Iron Intake Guidelines for Babies and Toddlers
Iron deficiency has been identified as one of the most common health problems among children. And in response, the American Academy of Pediatrics (AAP) has come up with a new set of guidelines aimed at increasing iron intake in infants and children and improving iron deficiency screening methods.
Issued October 4, 2010, the AAP will recommend doctors to follow four new protocols for screening for iron deficiency and iron deficiency anemia, including combinations of several tests and follow-up protocols.
Parents should pay attention to proper use of iron supplements and dietary iron intake. The AAP recommends varying amounts of iron based on a child’s age:
- Full-term, healthy infants have sufficient iron for the first four months of life. Because human breast milk contains very little iron, breastfed infants should be supplemented with 1 mg/kg per day of oral iron beginning at 4 months until iron-rich complementary foods (such as iron-fortified cereals) are introduced.

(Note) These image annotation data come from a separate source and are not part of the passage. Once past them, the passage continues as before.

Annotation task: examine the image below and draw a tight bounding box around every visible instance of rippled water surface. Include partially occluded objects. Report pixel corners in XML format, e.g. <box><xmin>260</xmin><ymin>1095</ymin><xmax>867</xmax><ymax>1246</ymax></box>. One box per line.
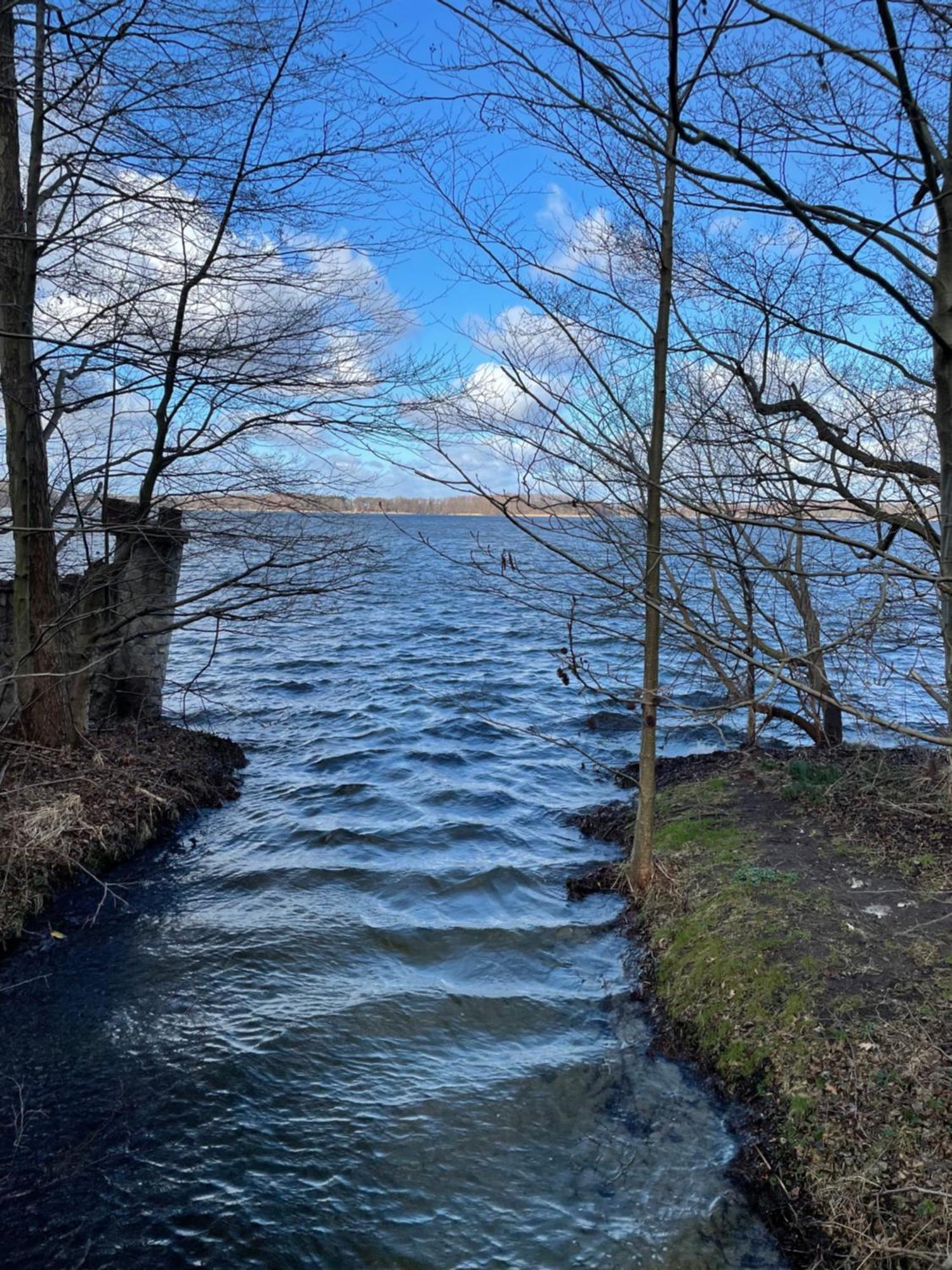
<box><xmin>0</xmin><ymin>518</ymin><xmax>782</xmax><ymax>1270</ymax></box>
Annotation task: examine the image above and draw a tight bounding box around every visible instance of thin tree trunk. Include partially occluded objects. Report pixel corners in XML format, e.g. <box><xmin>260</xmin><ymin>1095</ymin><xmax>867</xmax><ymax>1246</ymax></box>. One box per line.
<box><xmin>932</xmin><ymin>77</ymin><xmax>952</xmax><ymax>733</ymax></box>
<box><xmin>628</xmin><ymin>0</ymin><xmax>678</xmax><ymax>890</ymax></box>
<box><xmin>0</xmin><ymin>0</ymin><xmax>72</xmax><ymax>745</ymax></box>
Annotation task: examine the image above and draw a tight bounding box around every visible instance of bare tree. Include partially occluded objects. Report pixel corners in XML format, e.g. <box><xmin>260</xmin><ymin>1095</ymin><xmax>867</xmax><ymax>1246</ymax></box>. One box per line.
<box><xmin>4</xmin><ymin>0</ymin><xmax>414</xmax><ymax>743</ymax></box>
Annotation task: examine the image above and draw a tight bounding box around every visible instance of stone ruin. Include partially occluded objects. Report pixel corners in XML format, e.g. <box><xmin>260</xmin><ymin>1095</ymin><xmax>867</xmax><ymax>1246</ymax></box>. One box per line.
<box><xmin>0</xmin><ymin>499</ymin><xmax>188</xmax><ymax>729</ymax></box>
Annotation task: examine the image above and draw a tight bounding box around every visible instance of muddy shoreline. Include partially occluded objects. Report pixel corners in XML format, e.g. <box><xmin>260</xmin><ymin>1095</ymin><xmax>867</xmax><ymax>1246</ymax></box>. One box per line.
<box><xmin>567</xmin><ymin>749</ymin><xmax>952</xmax><ymax>1267</ymax></box>
<box><xmin>0</xmin><ymin>721</ymin><xmax>246</xmax><ymax>952</ymax></box>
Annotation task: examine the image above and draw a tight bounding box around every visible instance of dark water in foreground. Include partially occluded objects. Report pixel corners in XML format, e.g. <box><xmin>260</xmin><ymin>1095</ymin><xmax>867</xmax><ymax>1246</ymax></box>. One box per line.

- Formula-fed infants will receive adequate iron from formula and complementary foods. Whole milk should not be used before 12 months.
- Infants ages 6 to 12 months need 11 mg of iron a day. When infants are given complementary foods, red meat and vegetables with high iron content should be introduced early. Liquid iron supplements can be used if iron needs are not met by formula and complementary foods.
- Toddlers ages 1 to 3 years need 7 mg/day of iron. It’s best if this comes from foods, including red meats, iron-rich vegetables, and fruits with vitamin C, which enhances iron absorption. Liquid supplements and chewable multivitamins can also be used.
- All preterm infants should have at least 2 mg/kg of iron per day through 12 months of iron, which is the amount of iron in iron-fortified formulas. Preterm infants fed human milk should receive an iron supplement of 2 mg/kg per day by 1 month of age, and this should be continued until the infant is weaned to iron-fortified formula or begins eating complementary foods that supply the 2 mg/kg of iron.
“Ideally, we would prevent iron deficiency and iron-deficiency anemia with a diet consisting of foods that are naturally rich in iron,” says Dr. Robert Baker, member of the executive committee of the AAP Section on Gastroenterology, Hepatology & Nutrition, and co-author of the report. “Feeding older infants and toddlers foods like meat, shellfish, legumes, and iron-rich fruits and vegetables, as well as iron-fortified cereals and fruits rich in vitamin C, which help iron absorption, can help prevent iron deficiency,” he adds. “In some cases, children will still need liquid iron supplements or chewable vitamins to get the iron they need.”
According to the AAP report, most children in the US currently have their hemoglobin checked sometime between 9 and 12 months of age, and again between 15 and 18 months of age. But, as AAP researchers point out, the test is imperfect, and it misses many children with iron deficiency or iron deficiency anemia. Also, children who are identified with iron deficiency often do not receive follow-up testing and treatment.
Iron deficiency has decreased in US infants since iron-fortified formulas and iron-fortified infant foods were introduced in the 1970s, but studies have found that 4 percent of 6-month-olds and 12 percent of 12-month-olds are deficient. Among children ages 1 to 3 years, iron deficiency occurs in 6.6 percent to 15.2 percent of toddlers, depending on ethnicity and socioeconomic status. Preterm infants, exclusively breastfed infants, and infants at risk of developmental disabilities are at higher risk.
“Iron deficiency remains common in the United States,” says Dr. Frank Greer, former chair of the AAP Committee on Nutrition and co-author of the clinical report. “And now we know more about the long-term, irreversible effects it can have on children’s cognitive and behavioral development. It’s critical to children’s health that we improve their iron status starting in infancy.”